Innovation of the novel in verse "Don Juan" by J. B
I Introduction……………………………………………………………..
II MAIN PART……………………………………………………………
1. John Gordon Byron………………………………………………………
2. Development of the line of the protagonist in the poem "Don Juan"..
3. Historicism and artistic techniques of the poem "Don Juan"……….
4. Genre definition of the poem "Don Juan"…………………………….
III CONCLUSIONS ……………………………………………………….
LITERATURE ……………………………………………………………
Introduction
Aims and Objectives: George Gordon Byron (1788-1824) is the greatest figure in European literature of the early 19th century. His work is vast and multifaceted. It reflects the ideas of the Enlightenment, which predetermined in many ways the tyrannical pathos of Byron's poetry and his famous satire. At the same time, Byron acts as an innovator, the greatest poet of Romanticism. He develops the brightest themes and images of romantic literature. The very personality of Byron was symbolic for his time. But he did not stay within the framework of the romantic direction, he was constantly looking for ways to a more voluminous and deeper assimilation of reality.
Such summit work of Byron was his poem "Don Juan". In this course work, we will turn to this poem, which revealed the characteristic facets of Byron's mature work.
The poem was unfinished, but even in this form it gives an opportunity to feel a new quality of Byron's artistic vision - his movement towards the synthesis of romantics with a new realistic movement. The artistic originality of the poem is the main subject of analysis in our work. In world literature, there are stable images that personify this or that type of person, which writers from different countries, different eras, different views in their own way recreate in their works. One of them is Don Juan. He was called Don Juan, or Don Juan, or, in Italy, Don Giovanni, but in any case, this name is invariably associated with the rake knight, a daring violator of moral and religious norms, ready to do anything to win new and new women's hearts.The semi-legendary Seville nobleman don Juan de Tenorio, who lived in the 14th century, is considered the prototype of Don Juan. The close associate of King Pedro the Cruel (1350-1369), who enjoyed his patronage, don Juan terrified the whole of Seville with his love affairs. In a duel, he killed Commander Don Gonzago, who defended the honor of his daughter, but soon disappeared under mysterious circumstances. It was rumored that Tenorio was killed by Franciscan monks, who then spread word of the heavenly punishment through the dead commander.
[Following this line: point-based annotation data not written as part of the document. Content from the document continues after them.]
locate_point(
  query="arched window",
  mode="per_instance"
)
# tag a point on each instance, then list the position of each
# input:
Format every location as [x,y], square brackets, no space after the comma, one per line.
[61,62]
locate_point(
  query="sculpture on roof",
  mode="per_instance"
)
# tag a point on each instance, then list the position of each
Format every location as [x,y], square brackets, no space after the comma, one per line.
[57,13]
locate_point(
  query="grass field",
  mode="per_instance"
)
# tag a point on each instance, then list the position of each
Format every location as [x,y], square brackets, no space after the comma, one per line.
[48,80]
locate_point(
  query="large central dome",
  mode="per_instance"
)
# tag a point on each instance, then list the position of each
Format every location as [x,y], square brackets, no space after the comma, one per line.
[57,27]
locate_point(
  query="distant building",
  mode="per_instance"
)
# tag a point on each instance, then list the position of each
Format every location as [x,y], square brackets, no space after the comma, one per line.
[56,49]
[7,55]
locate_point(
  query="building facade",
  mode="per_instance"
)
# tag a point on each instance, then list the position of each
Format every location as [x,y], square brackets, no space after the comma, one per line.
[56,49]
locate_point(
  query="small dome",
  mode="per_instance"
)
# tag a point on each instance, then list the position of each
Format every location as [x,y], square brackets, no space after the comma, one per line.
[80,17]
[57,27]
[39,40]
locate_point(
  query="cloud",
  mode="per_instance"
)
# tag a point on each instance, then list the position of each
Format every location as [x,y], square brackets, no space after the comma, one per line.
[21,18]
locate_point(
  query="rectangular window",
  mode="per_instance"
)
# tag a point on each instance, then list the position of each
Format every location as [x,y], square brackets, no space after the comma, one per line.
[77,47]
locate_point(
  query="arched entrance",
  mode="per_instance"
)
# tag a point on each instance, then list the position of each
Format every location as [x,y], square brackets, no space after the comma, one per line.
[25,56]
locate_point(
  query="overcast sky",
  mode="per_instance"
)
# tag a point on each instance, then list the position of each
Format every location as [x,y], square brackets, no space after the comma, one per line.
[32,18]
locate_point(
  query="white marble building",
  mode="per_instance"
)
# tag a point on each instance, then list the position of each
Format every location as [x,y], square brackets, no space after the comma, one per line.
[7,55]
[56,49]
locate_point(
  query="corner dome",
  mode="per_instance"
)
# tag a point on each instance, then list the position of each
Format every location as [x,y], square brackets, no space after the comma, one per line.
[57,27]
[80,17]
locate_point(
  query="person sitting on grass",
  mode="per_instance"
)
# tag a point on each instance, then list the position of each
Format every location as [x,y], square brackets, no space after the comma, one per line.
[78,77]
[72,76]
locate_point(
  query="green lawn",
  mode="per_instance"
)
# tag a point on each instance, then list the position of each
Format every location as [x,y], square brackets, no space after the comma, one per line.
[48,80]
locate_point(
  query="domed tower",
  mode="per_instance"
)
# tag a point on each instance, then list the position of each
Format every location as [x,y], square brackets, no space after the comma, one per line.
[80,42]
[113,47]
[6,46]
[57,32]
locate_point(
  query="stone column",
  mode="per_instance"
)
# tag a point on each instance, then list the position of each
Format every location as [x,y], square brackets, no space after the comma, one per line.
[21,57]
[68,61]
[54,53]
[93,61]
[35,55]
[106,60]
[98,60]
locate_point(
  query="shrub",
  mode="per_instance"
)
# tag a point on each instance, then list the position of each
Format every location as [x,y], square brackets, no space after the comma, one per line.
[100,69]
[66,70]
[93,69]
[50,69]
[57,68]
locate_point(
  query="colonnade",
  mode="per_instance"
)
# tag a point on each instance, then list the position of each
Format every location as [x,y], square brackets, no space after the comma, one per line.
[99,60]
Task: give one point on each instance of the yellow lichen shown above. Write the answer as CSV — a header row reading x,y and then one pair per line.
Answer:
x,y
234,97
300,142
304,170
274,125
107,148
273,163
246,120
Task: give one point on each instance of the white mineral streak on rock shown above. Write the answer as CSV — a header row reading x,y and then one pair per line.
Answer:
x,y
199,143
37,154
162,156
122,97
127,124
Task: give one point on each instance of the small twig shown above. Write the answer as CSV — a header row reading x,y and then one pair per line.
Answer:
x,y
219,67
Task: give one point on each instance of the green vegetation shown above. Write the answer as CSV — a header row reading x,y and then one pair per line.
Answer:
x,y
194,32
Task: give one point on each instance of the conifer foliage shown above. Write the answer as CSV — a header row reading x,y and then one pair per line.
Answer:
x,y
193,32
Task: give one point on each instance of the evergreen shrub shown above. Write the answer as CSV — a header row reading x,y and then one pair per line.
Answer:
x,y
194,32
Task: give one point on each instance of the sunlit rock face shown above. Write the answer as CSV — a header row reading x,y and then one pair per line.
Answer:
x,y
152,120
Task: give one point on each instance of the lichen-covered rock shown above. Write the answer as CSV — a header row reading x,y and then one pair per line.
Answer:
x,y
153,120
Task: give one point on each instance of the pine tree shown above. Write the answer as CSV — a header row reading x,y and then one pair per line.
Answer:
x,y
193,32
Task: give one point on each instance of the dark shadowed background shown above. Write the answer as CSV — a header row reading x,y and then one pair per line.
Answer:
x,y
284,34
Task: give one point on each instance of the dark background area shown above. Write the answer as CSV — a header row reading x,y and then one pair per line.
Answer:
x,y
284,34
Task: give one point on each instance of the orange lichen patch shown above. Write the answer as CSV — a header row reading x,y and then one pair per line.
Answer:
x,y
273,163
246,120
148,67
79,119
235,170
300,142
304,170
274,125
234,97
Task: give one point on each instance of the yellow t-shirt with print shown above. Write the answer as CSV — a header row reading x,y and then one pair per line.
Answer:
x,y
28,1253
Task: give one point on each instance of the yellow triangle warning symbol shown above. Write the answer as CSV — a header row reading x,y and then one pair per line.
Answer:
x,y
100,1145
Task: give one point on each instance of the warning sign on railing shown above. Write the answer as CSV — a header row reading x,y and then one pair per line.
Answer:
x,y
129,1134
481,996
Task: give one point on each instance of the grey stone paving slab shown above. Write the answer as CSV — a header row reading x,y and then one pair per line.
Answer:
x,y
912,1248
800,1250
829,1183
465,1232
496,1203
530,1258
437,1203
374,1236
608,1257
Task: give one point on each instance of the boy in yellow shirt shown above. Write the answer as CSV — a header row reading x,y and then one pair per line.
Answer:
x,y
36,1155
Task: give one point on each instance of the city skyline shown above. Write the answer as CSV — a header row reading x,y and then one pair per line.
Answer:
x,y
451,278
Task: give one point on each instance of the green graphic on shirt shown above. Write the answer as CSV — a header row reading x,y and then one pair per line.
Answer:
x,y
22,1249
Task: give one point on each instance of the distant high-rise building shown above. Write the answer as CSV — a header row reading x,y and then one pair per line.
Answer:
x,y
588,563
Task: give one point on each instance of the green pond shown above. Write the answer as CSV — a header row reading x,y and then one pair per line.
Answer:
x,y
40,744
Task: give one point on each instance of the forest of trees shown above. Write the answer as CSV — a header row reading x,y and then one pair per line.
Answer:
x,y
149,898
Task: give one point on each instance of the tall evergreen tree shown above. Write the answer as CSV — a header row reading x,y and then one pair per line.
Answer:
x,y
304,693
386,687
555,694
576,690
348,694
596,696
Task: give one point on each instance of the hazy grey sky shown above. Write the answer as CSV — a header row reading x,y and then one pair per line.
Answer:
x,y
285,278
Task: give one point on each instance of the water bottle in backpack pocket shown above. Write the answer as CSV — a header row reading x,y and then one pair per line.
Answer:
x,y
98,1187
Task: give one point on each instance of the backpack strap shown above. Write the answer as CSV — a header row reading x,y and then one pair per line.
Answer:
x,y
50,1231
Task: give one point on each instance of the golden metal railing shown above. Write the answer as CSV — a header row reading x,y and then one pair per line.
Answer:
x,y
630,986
The first literary Don Juan was created by the Spanish monk Gabriel Tellets, who wrote under the pseudonym Tirso de Molina, in the play "The Mischievous Man of Seville, or The Stone Guest" (published in Barcelona in 1630). From Spain, the plot moved to France, where Moliere staged his comedy Don Juan, or the Stone Guest in 1665. Then in 1736 in Italy Carlo Goldoni wrote the drama Don Giovanni Tenorio, or The Libertine. In the romantic era at the turn of the 18th-19th centuries, Don Juan became the most popular hero around the world. It was then that such famous works as the novel by E.T.A. Hoffmann's "Don Juan" (1812), the poem by G. Byron "Don Juan" (1817-1824), the tragedy of A.S. Pushkin's "The Stone Guest" (1830), short stories by O. Balzac "Elixir of Longevity" (1830) and P. Merimee's "Souls of Purgatory" (1834).
In the XX century, interest in him does not subside: the plays of J. B. Shaw "Man and Superman: a Philosophical Comedy" (1903), A. Blok's "Steps of the Commander" (1910-1912), N. Gumilyov's "Don Juan in Egypt" ( 1912), B. Brecht "Don Juan" (1954), J. Anouil "Ornifl" (1955), the Swiss writer Max Frisch "Don Juan, or Love for Geometry", the novel by the Spaniard G. Torrente Ballestra "Don Juan", poems A. Blok, M. Tsvetaeva and many others. The 1997 bibliographic index recorded over a thousand works of fiction about Don Juan in six major European languages and 1708 critical works about him.